Wasted Talent became Helter Skelter and you took on more and more acts. Which artists have been most important to you over the years?

“They’re all important to me – they really are, because they’re all my family. There are ones that maybe have taken me from A to B or given me an experience that others haven’t. Jeff Buckley was an important person for me, just for the time he was there and what he achieved and what he did and how he was. The Chili Peppers in Hyde Park was a big moment for me – it was a big moment for all of us! I’d told Peter Mensch – who’s a manager I work with a lot and who I have a huge amount of time and respect for; he’s really great to work with because he lets you do your job – we could maybe get two of these, when Hyde Park was 85,000 capacity.
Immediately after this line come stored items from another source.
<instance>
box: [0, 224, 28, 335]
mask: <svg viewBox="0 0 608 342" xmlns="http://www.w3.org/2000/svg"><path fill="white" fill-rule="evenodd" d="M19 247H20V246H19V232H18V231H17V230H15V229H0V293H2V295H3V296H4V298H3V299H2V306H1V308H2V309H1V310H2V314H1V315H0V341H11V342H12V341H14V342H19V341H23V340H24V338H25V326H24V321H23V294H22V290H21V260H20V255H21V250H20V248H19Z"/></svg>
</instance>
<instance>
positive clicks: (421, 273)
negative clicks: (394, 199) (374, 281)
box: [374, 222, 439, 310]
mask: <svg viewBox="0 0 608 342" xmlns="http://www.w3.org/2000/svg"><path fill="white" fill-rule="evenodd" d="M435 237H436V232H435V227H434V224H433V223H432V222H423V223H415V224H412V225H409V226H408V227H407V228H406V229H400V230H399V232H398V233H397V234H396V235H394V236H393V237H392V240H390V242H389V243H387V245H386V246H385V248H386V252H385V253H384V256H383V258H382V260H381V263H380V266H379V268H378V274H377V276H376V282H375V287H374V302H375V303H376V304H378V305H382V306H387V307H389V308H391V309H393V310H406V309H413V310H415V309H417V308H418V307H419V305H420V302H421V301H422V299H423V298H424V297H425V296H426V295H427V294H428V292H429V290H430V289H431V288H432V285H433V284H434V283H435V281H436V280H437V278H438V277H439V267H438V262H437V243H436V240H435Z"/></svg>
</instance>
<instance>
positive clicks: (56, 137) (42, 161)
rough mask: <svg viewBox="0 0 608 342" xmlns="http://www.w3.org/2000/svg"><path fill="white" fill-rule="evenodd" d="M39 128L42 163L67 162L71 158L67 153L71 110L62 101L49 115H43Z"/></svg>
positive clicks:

He was like, ‘Oh right, sure, OK we’ll hold the Sunday anyway’. We went on sale on a Saturday morning and I left a message on his answer machine about midday saying, ‘We’ve sold two shows out’. I remember him ringing me back saying, ‘I couldn’t quite hear your message – it sounded like you said we’d sold two shows out which clearly can’t be right’ and I was like, ‘No, we have – and I think we can do a third’. We added the Wednesday and that sold out as well. That’s pretty amazing because this was before Ed Sheeran was invented so it was a big deal! The Chili Peppers were the biggest act I’d ever represented at that point. We played stadium shows all round the world and I loved them, they’re all amazing people and I’ve learned a lot from them. There are all these points in my life and they’re about my clients, they’re not about me, but the process and the learnings that you get from them just keep building you to the next level.”

You and Mike Greek then launched CAA in the UK. What made you want to do that?

“I decided that working with CAA was the best route for me and I felt that we could generate other opportunities for clients. Is everybody in the movies? No, of course they’re not, that would be ridiculous. Does everybody have a global fashion deal with Gucci? No, of course they don’t. But the fact that, at the end of an internal phone call, I can get in touch with somebody in China or LA that knows the head of the Paralympics or the designer for Burberry or Steven Spielberg or whatever it might be, is just an incredible resource. How much you and your clients use it comes down to them.”